DECEMBER 25, 9:15 PM

Another presentation has the audience pondering various forms of violence: physical, emotional, economic, and reproductive. The Messenger Band does a final number about subcontracts, the primary means by which the normally well-monitored garment factories commit worker abuses under the radar. Then the concert closes with a fashion show of sorts—here, fashion is not on display, only the performers themselves, and the lessons we’re supposed to receive are clear: you can be desirable to men, physically, as well as any number of other things too: a biological male, politically vocal. The models—members of the band and trans people—all hold up signs I cannot read. When I later get my hands on a translation of the signs, they read exactly as I imagined they would: “Owner richest, worker poorest,” one says, and “Cambodia LGBT Pride.” “Real men don’t hit women” and “We are part of the solution” are equally self-explanatory. For sure, this isn’t the Subtlety Band.

 

DECEMBER 25, 9:30 PM

Things are wrapping up. Public thank-yous are given from the stage, and pictures with local officials snapped on a variety of cameras. The roadies strike the stage while the band, labor organizers, trans people, and hangers-on like me pile into two massive vans—one has been re-branded with Mercedes-Benz paraphernalia, the other has lost its shocks.  A foreigner, I am shuttled into the re-jiggered Mercedes van with a kind respect I feel is unnecessary. Members of The Messenger Band cannot possibly understand that in my mind, going on tour pretty much means you wake up with cat poop in your hair and a smelly man with stringy hair and a drug problem trying to talk you into premarital sex.

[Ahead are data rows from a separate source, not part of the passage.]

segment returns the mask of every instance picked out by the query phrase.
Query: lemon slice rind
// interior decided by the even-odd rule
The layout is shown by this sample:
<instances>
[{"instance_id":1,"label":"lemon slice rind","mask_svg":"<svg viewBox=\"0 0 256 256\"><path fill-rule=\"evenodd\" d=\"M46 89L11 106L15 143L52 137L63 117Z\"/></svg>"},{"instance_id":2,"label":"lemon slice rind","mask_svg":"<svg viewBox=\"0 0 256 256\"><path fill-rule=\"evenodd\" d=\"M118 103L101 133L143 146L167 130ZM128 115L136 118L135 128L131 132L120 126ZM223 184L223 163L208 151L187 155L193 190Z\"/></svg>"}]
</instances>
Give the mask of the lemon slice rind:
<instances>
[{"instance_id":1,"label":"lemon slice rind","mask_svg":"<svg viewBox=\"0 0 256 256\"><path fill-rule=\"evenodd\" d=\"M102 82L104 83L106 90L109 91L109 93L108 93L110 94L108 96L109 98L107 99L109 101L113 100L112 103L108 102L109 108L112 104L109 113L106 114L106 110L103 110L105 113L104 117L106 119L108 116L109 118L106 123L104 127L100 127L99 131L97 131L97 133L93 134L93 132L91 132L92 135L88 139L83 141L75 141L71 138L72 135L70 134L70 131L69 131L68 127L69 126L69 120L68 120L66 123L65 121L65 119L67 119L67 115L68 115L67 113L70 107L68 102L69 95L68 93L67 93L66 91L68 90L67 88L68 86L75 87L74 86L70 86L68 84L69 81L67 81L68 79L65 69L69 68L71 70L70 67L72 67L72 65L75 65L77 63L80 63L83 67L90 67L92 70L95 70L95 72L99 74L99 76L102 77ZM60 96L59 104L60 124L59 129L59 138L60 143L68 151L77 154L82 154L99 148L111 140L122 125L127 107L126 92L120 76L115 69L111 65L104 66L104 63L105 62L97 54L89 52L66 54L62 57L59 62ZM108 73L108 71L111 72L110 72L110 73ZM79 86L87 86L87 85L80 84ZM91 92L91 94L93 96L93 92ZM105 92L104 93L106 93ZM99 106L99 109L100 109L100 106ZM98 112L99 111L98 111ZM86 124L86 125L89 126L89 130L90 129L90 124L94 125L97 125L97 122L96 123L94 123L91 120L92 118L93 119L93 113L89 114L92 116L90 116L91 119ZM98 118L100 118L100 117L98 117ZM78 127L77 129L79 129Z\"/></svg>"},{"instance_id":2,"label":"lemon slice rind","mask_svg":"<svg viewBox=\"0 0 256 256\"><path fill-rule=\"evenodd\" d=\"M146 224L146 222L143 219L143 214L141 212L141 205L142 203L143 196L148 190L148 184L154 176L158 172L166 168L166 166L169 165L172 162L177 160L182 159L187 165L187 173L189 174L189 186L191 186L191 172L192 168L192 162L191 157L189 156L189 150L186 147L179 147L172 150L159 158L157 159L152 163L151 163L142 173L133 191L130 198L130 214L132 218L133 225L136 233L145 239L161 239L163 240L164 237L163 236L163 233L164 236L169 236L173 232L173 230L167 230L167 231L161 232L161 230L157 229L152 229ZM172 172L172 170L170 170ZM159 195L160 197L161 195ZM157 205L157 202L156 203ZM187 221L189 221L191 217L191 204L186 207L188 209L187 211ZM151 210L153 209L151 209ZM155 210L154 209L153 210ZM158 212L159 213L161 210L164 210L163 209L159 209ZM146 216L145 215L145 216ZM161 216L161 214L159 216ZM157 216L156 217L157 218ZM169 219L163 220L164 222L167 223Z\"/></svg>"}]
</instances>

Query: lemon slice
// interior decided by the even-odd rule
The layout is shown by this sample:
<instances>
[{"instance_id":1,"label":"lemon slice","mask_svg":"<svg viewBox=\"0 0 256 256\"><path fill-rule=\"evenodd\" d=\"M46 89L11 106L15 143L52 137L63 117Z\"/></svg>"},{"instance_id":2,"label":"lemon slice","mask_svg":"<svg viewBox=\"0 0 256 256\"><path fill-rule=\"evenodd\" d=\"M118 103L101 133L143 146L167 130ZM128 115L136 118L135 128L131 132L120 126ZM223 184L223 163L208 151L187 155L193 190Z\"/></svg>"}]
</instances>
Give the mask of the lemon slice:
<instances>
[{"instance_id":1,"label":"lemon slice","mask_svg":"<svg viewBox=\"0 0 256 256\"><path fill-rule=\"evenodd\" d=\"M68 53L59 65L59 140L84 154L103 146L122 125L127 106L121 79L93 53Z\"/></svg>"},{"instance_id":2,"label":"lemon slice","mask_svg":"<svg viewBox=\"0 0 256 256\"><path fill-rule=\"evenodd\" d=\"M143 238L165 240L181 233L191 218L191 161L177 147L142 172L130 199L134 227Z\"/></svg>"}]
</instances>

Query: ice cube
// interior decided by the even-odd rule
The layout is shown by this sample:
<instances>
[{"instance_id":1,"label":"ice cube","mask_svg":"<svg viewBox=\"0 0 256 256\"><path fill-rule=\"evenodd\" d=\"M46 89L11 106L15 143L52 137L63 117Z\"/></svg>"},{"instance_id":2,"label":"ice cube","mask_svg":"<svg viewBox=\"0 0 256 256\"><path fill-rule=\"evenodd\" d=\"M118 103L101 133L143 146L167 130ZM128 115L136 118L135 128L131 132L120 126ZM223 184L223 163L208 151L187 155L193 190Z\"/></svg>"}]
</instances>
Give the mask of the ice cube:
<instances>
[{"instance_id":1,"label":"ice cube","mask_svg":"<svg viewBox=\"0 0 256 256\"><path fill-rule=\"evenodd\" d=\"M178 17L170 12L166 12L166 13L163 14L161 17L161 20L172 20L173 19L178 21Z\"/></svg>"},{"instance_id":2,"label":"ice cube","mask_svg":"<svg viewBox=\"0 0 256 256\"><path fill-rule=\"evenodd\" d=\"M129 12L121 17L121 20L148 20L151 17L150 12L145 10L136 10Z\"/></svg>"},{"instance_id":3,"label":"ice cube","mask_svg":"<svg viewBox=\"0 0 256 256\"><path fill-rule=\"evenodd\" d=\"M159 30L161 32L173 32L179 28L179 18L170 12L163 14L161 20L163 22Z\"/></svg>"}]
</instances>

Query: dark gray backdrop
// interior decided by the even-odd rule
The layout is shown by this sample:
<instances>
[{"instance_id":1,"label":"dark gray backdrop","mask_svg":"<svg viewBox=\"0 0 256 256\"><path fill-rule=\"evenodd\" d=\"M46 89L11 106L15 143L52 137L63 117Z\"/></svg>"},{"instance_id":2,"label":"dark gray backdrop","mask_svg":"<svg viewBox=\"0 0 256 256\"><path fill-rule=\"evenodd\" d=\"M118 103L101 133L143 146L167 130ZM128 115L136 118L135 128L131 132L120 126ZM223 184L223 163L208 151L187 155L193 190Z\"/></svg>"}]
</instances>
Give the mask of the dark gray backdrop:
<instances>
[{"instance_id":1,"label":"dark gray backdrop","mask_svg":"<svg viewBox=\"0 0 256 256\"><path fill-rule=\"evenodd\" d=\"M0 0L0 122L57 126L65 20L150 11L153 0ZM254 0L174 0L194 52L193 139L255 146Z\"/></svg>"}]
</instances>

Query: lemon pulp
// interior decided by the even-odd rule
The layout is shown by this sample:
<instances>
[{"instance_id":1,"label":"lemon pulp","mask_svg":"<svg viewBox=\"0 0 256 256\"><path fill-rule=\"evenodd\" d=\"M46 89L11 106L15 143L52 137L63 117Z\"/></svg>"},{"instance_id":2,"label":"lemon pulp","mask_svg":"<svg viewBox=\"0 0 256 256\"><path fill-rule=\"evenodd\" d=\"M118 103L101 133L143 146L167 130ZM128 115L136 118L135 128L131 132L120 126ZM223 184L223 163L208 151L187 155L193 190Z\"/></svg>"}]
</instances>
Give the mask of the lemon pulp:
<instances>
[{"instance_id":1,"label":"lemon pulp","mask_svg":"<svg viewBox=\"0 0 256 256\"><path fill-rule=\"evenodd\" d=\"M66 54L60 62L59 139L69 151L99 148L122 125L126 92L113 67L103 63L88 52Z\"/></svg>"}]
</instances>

On the way home, the trans women twitter and flirt, the band calls husbands, loud cell phones ring—pop songs, all—food is shared. Lychee. Bananas. Bread. Lots of questions, lots of stories. We spend the next two hours redelivering everyone back home.

I’m in bed by midnight. My presents stay unwrapped until Boxing Day.

On what is locally called American New Years Eve, a few days later, I get a call from the band. They want to know if I enjoyed the show. But mostly, they want to wish me a Happy New Year.